20th Century Gender History of Eastern Europe in the 21st Century

03 February 2017, 6:00 pm–8:00 pm

Gender in Twentieth-Century Eastern Europe and the USSR…

Event Information


Room 432, UCL SSEES, 16 Taviton Street, WC1H 0BW

Dr. Catherine Baker, Lecturer, University of Hull

Compiling a volume on Gender in 20th Century Eastern Europe and the USSR in the mid 2010s both permits an editor and her contributors to take stock of new interpretive and methodological lenses for understanding struggles over gender relations in 20th-century eastern Europe and the former USSR, but also enmeshes them in 21st-century gender politics.
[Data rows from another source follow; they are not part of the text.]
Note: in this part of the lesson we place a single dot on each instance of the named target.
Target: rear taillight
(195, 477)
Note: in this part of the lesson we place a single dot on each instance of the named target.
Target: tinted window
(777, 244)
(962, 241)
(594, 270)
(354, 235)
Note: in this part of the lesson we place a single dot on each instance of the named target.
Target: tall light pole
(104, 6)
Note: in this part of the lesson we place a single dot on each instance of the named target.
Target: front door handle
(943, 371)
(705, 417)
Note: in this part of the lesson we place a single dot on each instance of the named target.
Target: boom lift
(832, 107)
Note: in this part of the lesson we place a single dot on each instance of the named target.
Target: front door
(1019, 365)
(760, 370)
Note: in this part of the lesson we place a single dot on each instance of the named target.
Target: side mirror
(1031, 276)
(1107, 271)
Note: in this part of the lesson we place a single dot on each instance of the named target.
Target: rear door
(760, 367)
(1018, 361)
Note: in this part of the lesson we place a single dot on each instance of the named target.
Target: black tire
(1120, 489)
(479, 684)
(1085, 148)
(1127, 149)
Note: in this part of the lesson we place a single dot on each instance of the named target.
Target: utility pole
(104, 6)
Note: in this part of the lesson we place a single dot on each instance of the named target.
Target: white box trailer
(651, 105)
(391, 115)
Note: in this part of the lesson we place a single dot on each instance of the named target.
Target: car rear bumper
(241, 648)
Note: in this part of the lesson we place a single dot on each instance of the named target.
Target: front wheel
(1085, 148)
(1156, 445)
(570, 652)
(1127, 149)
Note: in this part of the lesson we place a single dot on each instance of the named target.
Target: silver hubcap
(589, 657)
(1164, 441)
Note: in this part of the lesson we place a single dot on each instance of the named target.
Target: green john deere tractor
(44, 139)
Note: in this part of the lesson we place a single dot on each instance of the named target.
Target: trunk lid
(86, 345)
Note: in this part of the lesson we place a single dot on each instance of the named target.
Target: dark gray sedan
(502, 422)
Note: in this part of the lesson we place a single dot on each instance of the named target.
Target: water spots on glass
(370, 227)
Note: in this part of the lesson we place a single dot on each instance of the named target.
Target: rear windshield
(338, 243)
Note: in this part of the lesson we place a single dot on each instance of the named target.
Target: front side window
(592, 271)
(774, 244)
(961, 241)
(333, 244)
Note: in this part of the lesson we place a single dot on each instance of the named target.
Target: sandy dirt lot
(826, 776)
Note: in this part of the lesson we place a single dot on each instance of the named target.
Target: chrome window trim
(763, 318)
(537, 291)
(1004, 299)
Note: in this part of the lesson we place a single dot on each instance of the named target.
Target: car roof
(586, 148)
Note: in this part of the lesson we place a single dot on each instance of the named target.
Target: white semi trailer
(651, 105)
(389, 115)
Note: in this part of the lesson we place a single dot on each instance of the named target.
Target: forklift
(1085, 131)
The time during which this volume was conceived, written and edited was one where feminist approaches that decentre the West and trace intersections of social identities and structural marginalisations globally not just regionally became ever more important to combine with research questions grounded in the specifics of post-state-socialist experience; when historians of sexuality and gender non-conformity have opened more space than ever for revealing diverse identities and practices in the past, but through frames that often still centre the history of Western urban centres; when the volume’s likely readers are increasingly being reminded that gains in bodily autonomy and sexual freedom are not the result of any inevitable momentum towards ‘progress’ but hard-won objects of feminist and queer struggle, ever vulnerable to state, church and far-right backlash; and yet when transnational gender history in making claims about ‘Europe’ is still often, though not always, liable either to overlook state socialism or reduces it to evidence from Soviet Russia. In introducing this new volume, which ranges from the visual culture of pre-WW1 nationalist feminism to the politics of LGBT rights since the end of the Cold War, Catherine Baker will suggest how insights from gender history can help to explain what if anything gives the region implied by ‘east European studies’ its coherence and why thinking beyond the idea of gender equality simply ‘moving forwards’ in the past might inform gender politics in the present.

A seminar hosted by the UCL SSEES South-East European Studies Seminar Series.